LIVRO TERCEIRO / CAPÍTULO XV - Em que se conta a desgraçada aventura, que a D. Quixote ocorreu com uns desalmados iangueses. CONTA o sábio Cid Hamete Benengeli que assim que D. Quixote se despediu dos seus hospedeiros, e de todos os que se acharam ao enterro do pastor Crisóstomo, ele e o seu escudeiro se entranharam no mesmo bosque onde tinham visto desaparecer a pastora Marcela; e, havendo andado por ele passante de duas horas a procurá-la por todos os sítios, sem poderem dar com ela, chegaram a um prado cheio de viçosa erva, por onde corria um arroio fresco e deleitoso; tanto, que incitou e obrigou a passarem ali a hora da sesta, que já principiava de apertar.

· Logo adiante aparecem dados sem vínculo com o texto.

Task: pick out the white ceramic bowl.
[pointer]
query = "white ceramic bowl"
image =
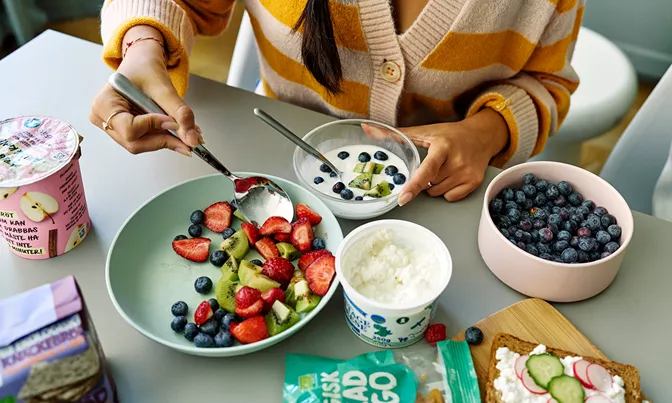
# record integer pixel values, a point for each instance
(549, 280)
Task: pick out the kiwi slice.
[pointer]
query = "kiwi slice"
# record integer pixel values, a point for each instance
(288, 251)
(236, 245)
(225, 291)
(380, 190)
(280, 318)
(362, 181)
(305, 300)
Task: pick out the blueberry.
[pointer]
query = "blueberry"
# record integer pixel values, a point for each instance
(614, 230)
(197, 217)
(203, 285)
(180, 308)
(223, 339)
(380, 156)
(391, 170)
(203, 340)
(364, 157)
(347, 194)
(575, 199)
(195, 230)
(178, 323)
(399, 179)
(473, 335)
(210, 327)
(190, 331)
(318, 243)
(218, 258)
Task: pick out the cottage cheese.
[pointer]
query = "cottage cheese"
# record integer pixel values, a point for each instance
(512, 388)
(382, 269)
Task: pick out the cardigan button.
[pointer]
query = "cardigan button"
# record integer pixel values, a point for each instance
(390, 71)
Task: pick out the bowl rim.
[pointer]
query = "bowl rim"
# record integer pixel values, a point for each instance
(486, 211)
(392, 223)
(216, 351)
(306, 184)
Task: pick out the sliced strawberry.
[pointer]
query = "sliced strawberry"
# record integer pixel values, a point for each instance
(303, 211)
(272, 295)
(251, 231)
(194, 249)
(320, 273)
(302, 235)
(218, 216)
(266, 248)
(250, 331)
(203, 313)
(275, 225)
(310, 257)
(252, 310)
(278, 269)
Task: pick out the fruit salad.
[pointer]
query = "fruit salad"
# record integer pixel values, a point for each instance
(368, 172)
(555, 222)
(253, 299)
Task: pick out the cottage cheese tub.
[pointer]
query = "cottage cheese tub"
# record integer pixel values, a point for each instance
(392, 274)
(43, 210)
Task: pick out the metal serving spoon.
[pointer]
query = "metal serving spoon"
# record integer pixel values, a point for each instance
(295, 139)
(257, 198)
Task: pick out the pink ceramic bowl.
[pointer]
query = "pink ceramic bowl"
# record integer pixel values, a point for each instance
(536, 277)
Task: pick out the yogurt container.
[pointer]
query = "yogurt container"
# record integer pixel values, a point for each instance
(43, 211)
(392, 273)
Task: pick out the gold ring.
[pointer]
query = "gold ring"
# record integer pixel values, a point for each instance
(106, 124)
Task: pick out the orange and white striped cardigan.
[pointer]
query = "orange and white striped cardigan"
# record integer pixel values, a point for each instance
(457, 58)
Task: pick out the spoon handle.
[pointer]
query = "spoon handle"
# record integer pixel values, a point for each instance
(138, 98)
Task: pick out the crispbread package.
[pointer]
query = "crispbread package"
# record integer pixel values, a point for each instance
(49, 351)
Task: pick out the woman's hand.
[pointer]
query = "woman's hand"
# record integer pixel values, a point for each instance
(144, 65)
(458, 155)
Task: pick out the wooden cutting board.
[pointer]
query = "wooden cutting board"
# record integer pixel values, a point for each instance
(534, 320)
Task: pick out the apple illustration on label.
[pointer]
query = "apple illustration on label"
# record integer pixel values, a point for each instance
(37, 206)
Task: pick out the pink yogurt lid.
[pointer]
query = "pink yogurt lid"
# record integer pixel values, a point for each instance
(34, 147)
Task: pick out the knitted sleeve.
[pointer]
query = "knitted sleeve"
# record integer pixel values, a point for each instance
(536, 100)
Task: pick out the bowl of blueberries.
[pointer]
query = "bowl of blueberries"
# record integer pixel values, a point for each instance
(554, 231)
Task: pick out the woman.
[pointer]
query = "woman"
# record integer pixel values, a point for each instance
(475, 82)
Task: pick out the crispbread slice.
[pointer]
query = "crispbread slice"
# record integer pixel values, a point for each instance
(630, 375)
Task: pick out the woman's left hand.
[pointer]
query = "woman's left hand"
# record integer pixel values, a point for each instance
(458, 154)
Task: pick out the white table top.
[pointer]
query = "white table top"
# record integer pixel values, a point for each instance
(58, 75)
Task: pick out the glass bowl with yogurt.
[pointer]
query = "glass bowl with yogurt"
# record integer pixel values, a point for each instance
(374, 163)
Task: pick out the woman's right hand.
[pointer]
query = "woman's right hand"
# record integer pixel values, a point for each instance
(144, 64)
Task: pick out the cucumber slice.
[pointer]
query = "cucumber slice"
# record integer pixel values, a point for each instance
(566, 389)
(543, 368)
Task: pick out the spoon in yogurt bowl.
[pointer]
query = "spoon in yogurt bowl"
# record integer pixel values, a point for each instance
(257, 197)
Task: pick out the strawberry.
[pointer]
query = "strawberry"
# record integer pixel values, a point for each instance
(435, 332)
(250, 331)
(218, 217)
(320, 273)
(267, 248)
(203, 313)
(310, 257)
(278, 269)
(194, 249)
(272, 295)
(303, 211)
(302, 235)
(275, 225)
(251, 231)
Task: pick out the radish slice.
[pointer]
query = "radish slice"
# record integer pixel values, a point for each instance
(599, 377)
(519, 366)
(530, 385)
(580, 368)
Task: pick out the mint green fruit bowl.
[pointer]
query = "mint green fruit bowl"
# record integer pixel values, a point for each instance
(145, 276)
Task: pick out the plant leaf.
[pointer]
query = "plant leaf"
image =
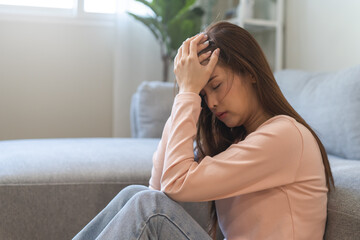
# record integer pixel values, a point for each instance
(152, 6)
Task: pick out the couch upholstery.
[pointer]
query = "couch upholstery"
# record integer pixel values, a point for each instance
(50, 188)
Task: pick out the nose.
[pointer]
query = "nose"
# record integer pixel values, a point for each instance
(212, 103)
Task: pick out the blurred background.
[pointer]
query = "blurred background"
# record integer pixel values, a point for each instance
(68, 68)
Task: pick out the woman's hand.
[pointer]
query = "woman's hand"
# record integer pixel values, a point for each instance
(191, 74)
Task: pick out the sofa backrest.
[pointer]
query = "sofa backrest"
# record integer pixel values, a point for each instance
(330, 103)
(150, 108)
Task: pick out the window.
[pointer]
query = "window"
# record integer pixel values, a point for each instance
(80, 8)
(100, 6)
(67, 4)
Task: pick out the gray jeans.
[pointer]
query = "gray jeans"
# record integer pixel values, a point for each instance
(140, 213)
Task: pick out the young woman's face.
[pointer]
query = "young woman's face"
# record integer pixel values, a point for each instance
(232, 98)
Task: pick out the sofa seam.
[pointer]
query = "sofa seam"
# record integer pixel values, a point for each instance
(344, 213)
(69, 183)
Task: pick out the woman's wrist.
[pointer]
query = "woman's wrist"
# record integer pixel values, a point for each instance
(193, 90)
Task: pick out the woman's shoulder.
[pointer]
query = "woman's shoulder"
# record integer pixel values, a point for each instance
(282, 129)
(279, 122)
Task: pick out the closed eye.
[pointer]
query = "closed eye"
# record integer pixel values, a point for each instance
(214, 88)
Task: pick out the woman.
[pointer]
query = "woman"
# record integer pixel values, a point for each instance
(262, 166)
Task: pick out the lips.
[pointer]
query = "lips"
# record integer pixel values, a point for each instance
(220, 115)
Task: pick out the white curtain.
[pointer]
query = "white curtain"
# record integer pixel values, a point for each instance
(136, 59)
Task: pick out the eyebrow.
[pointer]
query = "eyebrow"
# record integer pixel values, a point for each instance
(212, 78)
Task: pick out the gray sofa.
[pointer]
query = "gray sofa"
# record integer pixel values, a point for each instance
(50, 188)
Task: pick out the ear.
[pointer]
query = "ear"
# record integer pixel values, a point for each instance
(253, 80)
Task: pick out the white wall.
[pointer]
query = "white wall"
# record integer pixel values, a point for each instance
(322, 35)
(56, 79)
(61, 78)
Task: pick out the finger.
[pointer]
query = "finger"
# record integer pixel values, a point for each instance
(202, 46)
(213, 60)
(194, 43)
(204, 56)
(178, 55)
(185, 47)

Apearam-se; e, deixando o jumento e Rocinante à vontade pastar da muita verdura que por ali crescia, foram-se aos alforjes, e, sem cerimônia alguma, em boa paz e sociedade, amo e servo comeram do que neles acharam.
Não tratara Sancho de pear o Rocinante, em razão de o conhecer por tão manso e pouco rinchão, que todas as éguas da devesa de Córdova o não fariam desmandar-se. Ordenou pois a sorte, e o diabo (que nem sempre dorme), que andasse então por aquele vale pascendo uma manada de poldras galisianas de uns arrieiros iangueses, os quais têm por costume tomarem com suas récovas a sombra no verão em sítios mimosos de erva e água; e aquele onde acertou de estar D. Quixote era um desses.
Sucedeu que ao Rocinante apeteceu refocilar-se com as senhoras facas; e, saindo, apenas as farejou, do seu natural passo e costume, sem pedir licença ao dono, deu o seu trotezinho algum tanto picadete, e foi declarar a elas a sua necessidade. Elas, porém, que pelas mostras deviam ter mais vontade de pastar que de outra coisa, receberam-no com as ferraduras e à dentada, de modo que em breves audiências lhe rebentaram as silhas, e o deixaram sem sela e em pêlo.